Raj DK, Mu J, Jiang H, Kabat J, Singh S, Sullivan M, Fay MP, McCutchan TF, Su XZ - J. Biol. Chem. (2008)

Bottom Line: More recently, many transporters were associated with higher IC(50) levels in responses to chloroquine (CQ) and quinine (QN) in field isolates.Here we disrupted a gene encoding a putative multidrug resistance-associated protein (PfMRP) that was previously shown to be associated with P. falciparum responses to CQ and QN.The results suggest that PfMRP plays a role in the efflux of glutathione, CQ, and QN and contributes to parasite responses to multiple antimalarial drugs, possibly by pumping drugs outside the parasite.

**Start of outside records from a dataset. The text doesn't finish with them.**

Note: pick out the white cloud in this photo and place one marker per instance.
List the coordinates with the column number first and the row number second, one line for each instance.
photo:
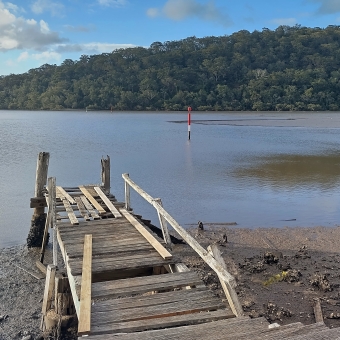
column 19, row 33
column 23, row 56
column 182, row 9
column 80, row 28
column 327, row 6
column 47, row 56
column 112, row 3
column 40, row 6
column 284, row 21
column 153, row 12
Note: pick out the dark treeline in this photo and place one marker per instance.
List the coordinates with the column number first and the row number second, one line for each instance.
column 290, row 68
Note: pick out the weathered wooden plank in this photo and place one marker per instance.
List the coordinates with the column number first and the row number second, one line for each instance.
column 145, row 284
column 172, row 321
column 105, row 267
column 108, row 203
column 49, row 286
column 154, row 312
column 93, row 201
column 84, row 325
column 61, row 193
column 70, row 213
column 317, row 310
column 150, row 238
column 82, row 208
column 75, row 251
column 209, row 259
column 89, row 207
column 228, row 329
column 229, row 291
column 157, row 300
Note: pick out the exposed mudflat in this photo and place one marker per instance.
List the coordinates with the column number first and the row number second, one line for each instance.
column 279, row 272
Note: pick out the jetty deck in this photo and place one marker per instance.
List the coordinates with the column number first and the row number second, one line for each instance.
column 125, row 283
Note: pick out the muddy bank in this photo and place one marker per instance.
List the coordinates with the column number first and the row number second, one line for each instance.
column 279, row 272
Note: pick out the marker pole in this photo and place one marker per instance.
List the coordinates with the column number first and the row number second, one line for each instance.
column 189, row 121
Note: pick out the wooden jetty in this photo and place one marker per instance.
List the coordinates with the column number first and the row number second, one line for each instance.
column 123, row 282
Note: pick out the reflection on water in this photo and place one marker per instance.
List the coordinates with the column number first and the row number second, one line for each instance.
column 292, row 171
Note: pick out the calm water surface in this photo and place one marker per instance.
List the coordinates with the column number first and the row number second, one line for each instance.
column 256, row 169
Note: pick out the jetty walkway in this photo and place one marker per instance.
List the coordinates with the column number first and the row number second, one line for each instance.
column 123, row 282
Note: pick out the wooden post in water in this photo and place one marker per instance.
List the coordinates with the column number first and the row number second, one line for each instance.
column 35, row 236
column 106, row 179
column 127, row 194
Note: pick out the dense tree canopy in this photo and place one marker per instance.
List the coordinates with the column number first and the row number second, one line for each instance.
column 290, row 68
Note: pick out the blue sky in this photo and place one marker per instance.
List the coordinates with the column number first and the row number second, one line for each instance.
column 35, row 32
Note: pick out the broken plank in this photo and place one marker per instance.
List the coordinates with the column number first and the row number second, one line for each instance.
column 108, row 203
column 145, row 233
column 93, row 201
column 61, row 193
column 70, row 213
column 82, row 208
column 84, row 326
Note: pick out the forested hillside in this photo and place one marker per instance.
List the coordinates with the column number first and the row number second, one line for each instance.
column 290, row 68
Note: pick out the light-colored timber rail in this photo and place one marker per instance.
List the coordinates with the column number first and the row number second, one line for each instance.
column 123, row 282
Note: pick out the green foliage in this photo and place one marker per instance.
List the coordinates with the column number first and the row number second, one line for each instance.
column 287, row 69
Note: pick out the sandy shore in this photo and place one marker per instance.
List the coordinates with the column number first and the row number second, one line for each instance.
column 279, row 272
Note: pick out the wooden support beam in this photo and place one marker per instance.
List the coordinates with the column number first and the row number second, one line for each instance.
column 93, row 201
column 229, row 291
column 204, row 254
column 108, row 203
column 105, row 163
column 48, row 292
column 317, row 310
column 150, row 238
column 84, row 326
column 82, row 209
column 41, row 178
column 164, row 225
column 70, row 213
column 89, row 207
column 62, row 194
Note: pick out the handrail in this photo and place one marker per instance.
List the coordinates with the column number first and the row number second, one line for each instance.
column 204, row 254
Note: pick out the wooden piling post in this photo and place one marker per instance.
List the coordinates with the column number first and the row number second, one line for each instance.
column 106, row 179
column 48, row 293
column 229, row 291
column 35, row 235
column 164, row 225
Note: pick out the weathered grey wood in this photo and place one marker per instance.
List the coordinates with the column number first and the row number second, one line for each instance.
column 170, row 321
column 127, row 194
column 93, row 201
column 219, row 330
column 141, row 285
column 229, row 291
column 89, row 207
column 317, row 310
column 62, row 194
column 49, row 286
column 209, row 259
column 108, row 203
column 52, row 207
column 70, row 213
column 41, row 178
column 105, row 174
column 84, row 324
column 145, row 233
column 164, row 225
column 82, row 208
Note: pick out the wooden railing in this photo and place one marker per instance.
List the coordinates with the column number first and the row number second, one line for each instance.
column 211, row 256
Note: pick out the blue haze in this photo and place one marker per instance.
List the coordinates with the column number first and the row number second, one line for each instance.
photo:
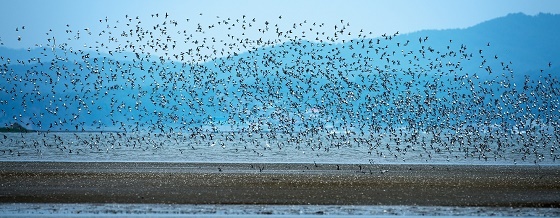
column 492, row 80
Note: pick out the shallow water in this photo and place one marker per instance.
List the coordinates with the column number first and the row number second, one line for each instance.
column 166, row 210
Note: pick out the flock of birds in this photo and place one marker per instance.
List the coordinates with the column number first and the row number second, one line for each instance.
column 304, row 83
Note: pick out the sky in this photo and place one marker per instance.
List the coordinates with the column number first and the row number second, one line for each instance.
column 378, row 17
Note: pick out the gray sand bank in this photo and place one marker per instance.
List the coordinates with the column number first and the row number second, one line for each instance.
column 259, row 183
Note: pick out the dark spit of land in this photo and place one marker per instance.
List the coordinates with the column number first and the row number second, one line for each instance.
column 280, row 183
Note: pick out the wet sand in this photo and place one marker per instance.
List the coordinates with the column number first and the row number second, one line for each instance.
column 306, row 183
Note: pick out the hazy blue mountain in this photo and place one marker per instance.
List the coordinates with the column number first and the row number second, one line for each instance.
column 412, row 79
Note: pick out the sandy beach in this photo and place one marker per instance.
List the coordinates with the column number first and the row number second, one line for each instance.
column 259, row 183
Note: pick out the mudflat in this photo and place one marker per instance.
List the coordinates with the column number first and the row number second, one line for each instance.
column 280, row 183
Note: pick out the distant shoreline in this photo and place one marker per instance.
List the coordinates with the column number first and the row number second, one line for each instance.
column 287, row 184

View Article: PubMed Central - PubMed

Affiliation: Laboratory of Malaria and Vector Research, Research Technologies Branch, and Biostatistical Research Branch, NIAID, National Institutes of Health, Bethesda, Maryland 20892-8132, USA.

ABSTRACT
ATP-binding cassette transporters play an important role in drug resistance and nutrient transport. In the human malaria parasite Plasmodium falciparum, a homolog of the human p-glycoprotein (PfPgh-1) was shown to be involved in resistance to several drugs. More recently, many transporters were associated with higher IC(50) levels in responses to chloroquine (CQ) and quinine (QN) in field isolates. Subsequent studies, however, could not confirm the associations, although inaccuracy in drug tests in the later studies could contribute to the lack of associations. Here we disrupted a gene encoding a putative multidrug resistance-associated protein (PfMRP) that was previously shown to be associated with P. falciparum responses to CQ and QN. Parasites with disrupted PfMRP (W2/MRPDelta) could not grow to a parasitemia higher than 5% under normal culture conditions, possibly because of lower efficiency in removing toxic metabolites. The W2/MRPDelta parasite also accumulated more radioactive glutathione, CQ, and QN and became more sensitive to multiple antimalarial drugs, including CQ, QN, artemisinin, piperaquine, and primaquine. PfMRP was localized on the parasite surface membrane, within membrane-bound vesicles, and along the straight side of the D-shaped stage II gametocytes. The results suggest that PfMRP plays a role in the efflux of glutathione, CQ, and QN and contributes to parasite responses to multiple antimalarial drugs, possibly by pumping drugs outside the parasite.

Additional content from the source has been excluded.